Speech enhancement methods restore noisy speech to as clean a state as possible by transformation, generally speaking, speech enhancement mainly considers whether the human hearing of the enhanced signal is good, while for recognition systems it is more concerned whether the error rate of the system is reduced, and these two targets are linked but not completely consistent, for the simple reason that a human may have an immune function to some distortions in the speech signal, but the recognition system may be sensitive to them.

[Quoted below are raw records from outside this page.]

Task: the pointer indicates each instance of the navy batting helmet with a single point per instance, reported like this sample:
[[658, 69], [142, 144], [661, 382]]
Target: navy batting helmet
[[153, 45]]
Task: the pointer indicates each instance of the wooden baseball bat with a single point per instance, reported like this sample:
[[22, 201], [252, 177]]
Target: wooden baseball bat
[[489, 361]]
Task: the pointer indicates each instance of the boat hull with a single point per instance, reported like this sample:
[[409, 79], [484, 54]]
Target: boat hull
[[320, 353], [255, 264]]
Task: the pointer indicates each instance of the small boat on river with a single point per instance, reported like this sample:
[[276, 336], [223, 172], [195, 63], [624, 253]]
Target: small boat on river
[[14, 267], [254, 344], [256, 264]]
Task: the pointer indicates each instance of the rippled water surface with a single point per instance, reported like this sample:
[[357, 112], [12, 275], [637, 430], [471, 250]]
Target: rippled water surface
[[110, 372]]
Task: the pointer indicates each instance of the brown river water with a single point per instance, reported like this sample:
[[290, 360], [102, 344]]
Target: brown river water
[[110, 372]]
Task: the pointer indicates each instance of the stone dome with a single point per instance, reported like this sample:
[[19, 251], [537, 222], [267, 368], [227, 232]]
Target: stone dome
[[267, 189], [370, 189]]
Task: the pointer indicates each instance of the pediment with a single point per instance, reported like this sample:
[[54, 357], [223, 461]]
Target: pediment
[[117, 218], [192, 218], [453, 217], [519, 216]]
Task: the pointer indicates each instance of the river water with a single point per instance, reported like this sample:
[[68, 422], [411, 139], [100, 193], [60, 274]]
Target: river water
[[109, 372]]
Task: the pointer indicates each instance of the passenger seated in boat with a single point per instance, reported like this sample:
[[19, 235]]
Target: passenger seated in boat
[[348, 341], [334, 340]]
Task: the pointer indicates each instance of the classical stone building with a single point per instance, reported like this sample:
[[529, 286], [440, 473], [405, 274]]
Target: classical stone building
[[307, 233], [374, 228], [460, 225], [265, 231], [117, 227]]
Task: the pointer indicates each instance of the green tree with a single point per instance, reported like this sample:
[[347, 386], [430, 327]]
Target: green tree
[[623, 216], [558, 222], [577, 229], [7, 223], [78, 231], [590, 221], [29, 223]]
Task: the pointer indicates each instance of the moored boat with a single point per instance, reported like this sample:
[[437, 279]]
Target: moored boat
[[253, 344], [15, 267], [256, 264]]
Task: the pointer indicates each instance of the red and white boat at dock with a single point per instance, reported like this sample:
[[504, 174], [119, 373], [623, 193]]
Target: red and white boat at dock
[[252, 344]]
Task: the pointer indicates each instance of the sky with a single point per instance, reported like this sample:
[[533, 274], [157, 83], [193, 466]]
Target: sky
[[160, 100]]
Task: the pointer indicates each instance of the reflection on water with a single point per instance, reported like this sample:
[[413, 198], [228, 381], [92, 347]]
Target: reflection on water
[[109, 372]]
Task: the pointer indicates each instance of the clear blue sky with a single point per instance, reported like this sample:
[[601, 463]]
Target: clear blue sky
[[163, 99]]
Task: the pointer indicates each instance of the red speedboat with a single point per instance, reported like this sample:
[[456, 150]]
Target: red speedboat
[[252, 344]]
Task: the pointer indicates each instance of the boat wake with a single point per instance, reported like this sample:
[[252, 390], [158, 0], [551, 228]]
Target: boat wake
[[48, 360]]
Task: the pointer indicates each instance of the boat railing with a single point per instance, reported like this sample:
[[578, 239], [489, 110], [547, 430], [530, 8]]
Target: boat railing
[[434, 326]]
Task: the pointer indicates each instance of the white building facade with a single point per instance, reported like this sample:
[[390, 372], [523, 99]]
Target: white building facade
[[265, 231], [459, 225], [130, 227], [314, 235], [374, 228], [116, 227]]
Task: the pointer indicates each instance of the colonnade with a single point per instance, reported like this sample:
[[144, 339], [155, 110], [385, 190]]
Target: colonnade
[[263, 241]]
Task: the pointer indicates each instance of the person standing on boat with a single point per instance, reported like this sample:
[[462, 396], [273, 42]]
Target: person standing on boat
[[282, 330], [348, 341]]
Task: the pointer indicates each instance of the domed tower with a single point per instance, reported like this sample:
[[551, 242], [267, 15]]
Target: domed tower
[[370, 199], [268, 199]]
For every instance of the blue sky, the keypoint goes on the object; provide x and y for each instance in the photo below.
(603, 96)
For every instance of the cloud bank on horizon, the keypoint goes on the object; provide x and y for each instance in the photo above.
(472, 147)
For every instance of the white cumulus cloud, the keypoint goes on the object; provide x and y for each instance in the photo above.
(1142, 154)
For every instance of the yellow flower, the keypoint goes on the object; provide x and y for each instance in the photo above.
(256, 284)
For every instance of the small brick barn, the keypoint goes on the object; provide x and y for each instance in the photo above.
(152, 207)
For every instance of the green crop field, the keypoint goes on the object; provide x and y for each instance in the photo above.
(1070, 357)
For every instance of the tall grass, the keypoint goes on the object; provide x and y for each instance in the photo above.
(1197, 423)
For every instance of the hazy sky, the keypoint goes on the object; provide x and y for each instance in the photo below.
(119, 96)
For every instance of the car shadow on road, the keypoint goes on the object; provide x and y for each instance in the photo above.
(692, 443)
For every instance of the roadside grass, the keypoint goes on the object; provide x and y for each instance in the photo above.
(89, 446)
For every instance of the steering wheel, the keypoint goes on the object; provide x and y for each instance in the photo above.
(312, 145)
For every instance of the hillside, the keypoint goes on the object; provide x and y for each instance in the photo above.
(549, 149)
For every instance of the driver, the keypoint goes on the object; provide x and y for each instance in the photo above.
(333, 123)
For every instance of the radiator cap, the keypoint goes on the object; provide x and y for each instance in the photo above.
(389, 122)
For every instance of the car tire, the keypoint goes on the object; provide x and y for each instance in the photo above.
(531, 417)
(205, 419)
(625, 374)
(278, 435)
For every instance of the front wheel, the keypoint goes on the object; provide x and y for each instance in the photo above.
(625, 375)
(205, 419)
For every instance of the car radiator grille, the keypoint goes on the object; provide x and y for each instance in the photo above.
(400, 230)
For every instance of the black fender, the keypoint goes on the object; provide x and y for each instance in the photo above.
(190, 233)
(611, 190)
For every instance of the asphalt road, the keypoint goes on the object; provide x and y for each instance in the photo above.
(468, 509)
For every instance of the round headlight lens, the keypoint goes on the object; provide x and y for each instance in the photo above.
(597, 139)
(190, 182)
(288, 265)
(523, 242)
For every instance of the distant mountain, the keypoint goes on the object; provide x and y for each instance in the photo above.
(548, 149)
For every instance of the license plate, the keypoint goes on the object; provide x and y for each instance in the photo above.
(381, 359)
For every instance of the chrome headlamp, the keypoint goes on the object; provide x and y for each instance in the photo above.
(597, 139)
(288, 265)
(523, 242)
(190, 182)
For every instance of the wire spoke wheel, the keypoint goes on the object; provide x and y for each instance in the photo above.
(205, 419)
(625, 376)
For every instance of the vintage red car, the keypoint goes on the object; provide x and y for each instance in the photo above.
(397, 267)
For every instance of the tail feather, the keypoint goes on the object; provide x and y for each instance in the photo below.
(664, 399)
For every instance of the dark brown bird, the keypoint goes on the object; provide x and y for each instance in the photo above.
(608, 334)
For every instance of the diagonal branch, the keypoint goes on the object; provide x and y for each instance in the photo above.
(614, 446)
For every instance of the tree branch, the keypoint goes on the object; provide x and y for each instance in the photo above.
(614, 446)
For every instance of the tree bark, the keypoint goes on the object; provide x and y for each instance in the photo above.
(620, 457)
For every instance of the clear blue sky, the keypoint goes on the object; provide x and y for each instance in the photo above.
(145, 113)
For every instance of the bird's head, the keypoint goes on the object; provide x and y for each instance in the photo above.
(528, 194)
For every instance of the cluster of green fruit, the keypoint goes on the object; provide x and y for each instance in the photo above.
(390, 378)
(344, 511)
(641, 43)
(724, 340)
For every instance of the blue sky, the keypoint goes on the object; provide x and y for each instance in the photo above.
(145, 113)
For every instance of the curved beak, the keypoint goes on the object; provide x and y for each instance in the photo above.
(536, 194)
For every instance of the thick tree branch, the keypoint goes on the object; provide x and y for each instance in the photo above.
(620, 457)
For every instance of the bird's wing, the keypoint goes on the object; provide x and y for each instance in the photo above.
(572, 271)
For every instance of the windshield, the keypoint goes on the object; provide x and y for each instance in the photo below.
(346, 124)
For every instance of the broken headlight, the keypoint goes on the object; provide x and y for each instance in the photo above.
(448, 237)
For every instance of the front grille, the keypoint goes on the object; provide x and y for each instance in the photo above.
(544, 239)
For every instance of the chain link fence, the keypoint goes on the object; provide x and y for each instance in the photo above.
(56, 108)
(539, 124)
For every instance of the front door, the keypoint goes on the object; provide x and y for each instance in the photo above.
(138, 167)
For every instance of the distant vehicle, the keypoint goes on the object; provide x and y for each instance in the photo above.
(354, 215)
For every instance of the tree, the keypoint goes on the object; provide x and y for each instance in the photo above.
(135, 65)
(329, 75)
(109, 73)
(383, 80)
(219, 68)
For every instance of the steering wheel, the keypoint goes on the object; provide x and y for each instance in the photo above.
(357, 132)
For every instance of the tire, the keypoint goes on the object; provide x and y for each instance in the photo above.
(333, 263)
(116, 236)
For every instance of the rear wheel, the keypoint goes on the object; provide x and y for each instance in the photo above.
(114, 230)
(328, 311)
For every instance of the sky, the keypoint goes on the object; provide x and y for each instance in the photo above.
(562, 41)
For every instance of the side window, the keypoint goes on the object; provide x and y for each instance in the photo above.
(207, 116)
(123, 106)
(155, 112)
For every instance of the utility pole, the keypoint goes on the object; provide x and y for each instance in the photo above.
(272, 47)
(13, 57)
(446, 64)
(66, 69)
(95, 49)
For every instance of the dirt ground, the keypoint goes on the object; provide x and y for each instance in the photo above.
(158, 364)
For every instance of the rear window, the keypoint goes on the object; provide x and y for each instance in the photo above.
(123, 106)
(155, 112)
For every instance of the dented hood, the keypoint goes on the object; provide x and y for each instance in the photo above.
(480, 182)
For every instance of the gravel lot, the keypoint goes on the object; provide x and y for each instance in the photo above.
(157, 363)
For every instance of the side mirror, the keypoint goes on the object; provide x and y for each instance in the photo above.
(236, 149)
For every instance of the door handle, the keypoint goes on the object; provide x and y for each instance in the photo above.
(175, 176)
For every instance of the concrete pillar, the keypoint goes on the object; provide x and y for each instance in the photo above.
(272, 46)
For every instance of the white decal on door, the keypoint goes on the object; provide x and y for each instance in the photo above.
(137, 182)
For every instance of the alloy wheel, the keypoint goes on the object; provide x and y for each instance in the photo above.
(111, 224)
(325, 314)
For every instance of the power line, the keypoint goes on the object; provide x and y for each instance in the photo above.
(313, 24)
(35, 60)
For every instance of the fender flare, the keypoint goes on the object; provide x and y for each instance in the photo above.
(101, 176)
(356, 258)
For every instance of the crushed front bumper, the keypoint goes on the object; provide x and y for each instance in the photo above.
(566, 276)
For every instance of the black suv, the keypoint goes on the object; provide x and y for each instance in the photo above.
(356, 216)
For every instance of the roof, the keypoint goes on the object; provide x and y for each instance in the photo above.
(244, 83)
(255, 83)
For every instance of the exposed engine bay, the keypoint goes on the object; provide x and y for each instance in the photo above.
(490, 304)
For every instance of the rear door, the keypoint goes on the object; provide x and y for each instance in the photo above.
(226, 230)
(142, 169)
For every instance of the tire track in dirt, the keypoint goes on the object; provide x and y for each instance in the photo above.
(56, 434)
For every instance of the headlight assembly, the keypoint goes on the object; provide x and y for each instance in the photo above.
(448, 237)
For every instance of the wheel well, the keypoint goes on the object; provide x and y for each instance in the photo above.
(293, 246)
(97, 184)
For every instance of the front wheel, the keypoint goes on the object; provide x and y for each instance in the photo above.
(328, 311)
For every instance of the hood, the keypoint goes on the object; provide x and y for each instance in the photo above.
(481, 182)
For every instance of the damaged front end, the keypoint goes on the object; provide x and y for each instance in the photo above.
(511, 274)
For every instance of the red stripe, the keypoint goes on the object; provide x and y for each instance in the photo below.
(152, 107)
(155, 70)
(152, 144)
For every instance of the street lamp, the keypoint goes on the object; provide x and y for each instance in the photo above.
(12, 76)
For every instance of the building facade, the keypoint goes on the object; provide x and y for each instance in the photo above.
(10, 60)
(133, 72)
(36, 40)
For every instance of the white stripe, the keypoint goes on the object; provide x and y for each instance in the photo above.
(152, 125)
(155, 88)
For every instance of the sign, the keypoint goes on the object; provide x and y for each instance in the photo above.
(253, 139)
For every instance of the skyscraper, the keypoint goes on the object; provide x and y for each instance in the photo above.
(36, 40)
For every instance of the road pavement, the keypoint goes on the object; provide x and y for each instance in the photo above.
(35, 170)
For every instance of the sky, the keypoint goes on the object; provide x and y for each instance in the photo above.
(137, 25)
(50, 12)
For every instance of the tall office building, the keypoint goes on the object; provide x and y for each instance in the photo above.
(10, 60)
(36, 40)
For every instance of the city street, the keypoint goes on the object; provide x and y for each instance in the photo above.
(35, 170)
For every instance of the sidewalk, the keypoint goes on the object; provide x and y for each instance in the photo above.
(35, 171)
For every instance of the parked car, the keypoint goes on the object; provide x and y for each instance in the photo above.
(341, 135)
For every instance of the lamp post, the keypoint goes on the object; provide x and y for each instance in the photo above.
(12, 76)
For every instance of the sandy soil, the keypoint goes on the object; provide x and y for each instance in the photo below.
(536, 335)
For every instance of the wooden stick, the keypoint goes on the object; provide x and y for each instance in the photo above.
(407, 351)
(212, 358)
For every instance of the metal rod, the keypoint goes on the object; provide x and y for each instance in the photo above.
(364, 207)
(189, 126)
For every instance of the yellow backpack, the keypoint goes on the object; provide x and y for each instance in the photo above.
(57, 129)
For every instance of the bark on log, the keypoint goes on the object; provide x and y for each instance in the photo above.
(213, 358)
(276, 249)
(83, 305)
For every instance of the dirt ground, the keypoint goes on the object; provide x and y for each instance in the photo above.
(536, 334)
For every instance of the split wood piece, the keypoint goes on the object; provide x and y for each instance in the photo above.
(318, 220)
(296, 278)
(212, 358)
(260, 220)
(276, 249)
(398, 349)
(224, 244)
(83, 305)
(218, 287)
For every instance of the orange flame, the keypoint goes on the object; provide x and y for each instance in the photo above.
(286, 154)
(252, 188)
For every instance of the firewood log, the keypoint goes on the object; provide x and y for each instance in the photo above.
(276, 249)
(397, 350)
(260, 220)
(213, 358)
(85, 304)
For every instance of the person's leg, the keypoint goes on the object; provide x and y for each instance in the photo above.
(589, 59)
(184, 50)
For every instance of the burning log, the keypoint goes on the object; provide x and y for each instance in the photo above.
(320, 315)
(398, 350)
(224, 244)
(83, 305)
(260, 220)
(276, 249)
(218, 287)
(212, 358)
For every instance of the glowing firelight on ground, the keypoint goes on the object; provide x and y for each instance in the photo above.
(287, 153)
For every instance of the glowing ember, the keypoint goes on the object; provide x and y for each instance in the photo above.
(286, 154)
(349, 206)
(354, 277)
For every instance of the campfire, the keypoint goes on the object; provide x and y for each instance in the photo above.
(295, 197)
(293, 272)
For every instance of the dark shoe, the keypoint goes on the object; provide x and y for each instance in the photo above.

It often happens that the enhanced speech has a good subjective hearing improvement but cannot bring an improvement in speech recognition accuracy. Another big challenge faced by the deep learning based speech enhancement is a generalized problem, which is a difficult problem that the deep learning based model cannot avoid. Specifically, speech enhancement is a difficult problem in terms of unknown noise, unknown speaking style, and extremely low signal-to-noise ratio.
In contrast, the embodiment of the present invention provides a speech enhancement method, and through a multi-target joint training method, a progressive dual-output neural network model can have better generalization and simultaneously output a deeply denoised speech and a speech with a certain signal-to-noise ratio, so that the noise reduction requirement of human ears on a noisy speech can be met, and the accuracy of a recognition system can be improved. As shown in fig. 1, the flow chart of the method mainly includes the following parts:
1. and extracting the acoustic characteristics of each voice frame.
1) The input voice signal is processed by frame division to obtain a voice frame sequence.
In this step, the input voice (voice with noise) can be processed by adding a hamming window, and each frame of data is obtained. Illustratively, the general hamming window length may be selected to be 32 milliseconds, the window shift may be 16 milliseconds, and the overlap portion may be 16 milliseconds.
2) The acoustic features adopt logarithmic power spectrum features, and when the logarithmic power spectrum features of each voice frame are extracted, frequency domain signals are obtained through Fourier transform and modulus taking:
Figure BDA0001742771700000051
in the above formula, d is the frequency dimension, h (L) is the window function, and L is the number of points for discrete Fourier transform; if the number of points L for performing discrete fourier transform can be increased, that is, the number of information points to be sampled is more, the input features will contain more information, which is also beneficial to the learning of the subsequent neural network.
The log power spectral signature is defined as:
Y(d)=log|Y(d)'|2d=0,1,...,D-1;
as will be appreciated by those skilled in the art, since the STFT transform is symmetric in the frequency domain, only the first half of the points are taken, i.e., D ═ L/2+1, while the second half of the points D ═ D., L-1, Y (D) are obtained by the symmetry criterion, Y (D) ═ Y (L-D). That is, y (d) involved in the subsequent calculation process also considers only the first half of the points, and all the points are considered in the final speech restoration, as described later
Figure BDA0001742771700000061
Is shown in formula, in the calculationSince there is a symmetry, the value corresponding to the second half is also a known quantity.
Illustratively, if the sampling rate is a waveform file of 16kHz, the log power spectrum is characterized by 257 dimensions (32ms 16kHz is 512 samples per frame, and D512/2 +1 is 257).
2) And splicing continuous frames, wherein data obtained after splicing a certain number of frames is used as a sample during splicing, and the mark of the central frame of the sample is used as the mark of the sample where the central frame is located.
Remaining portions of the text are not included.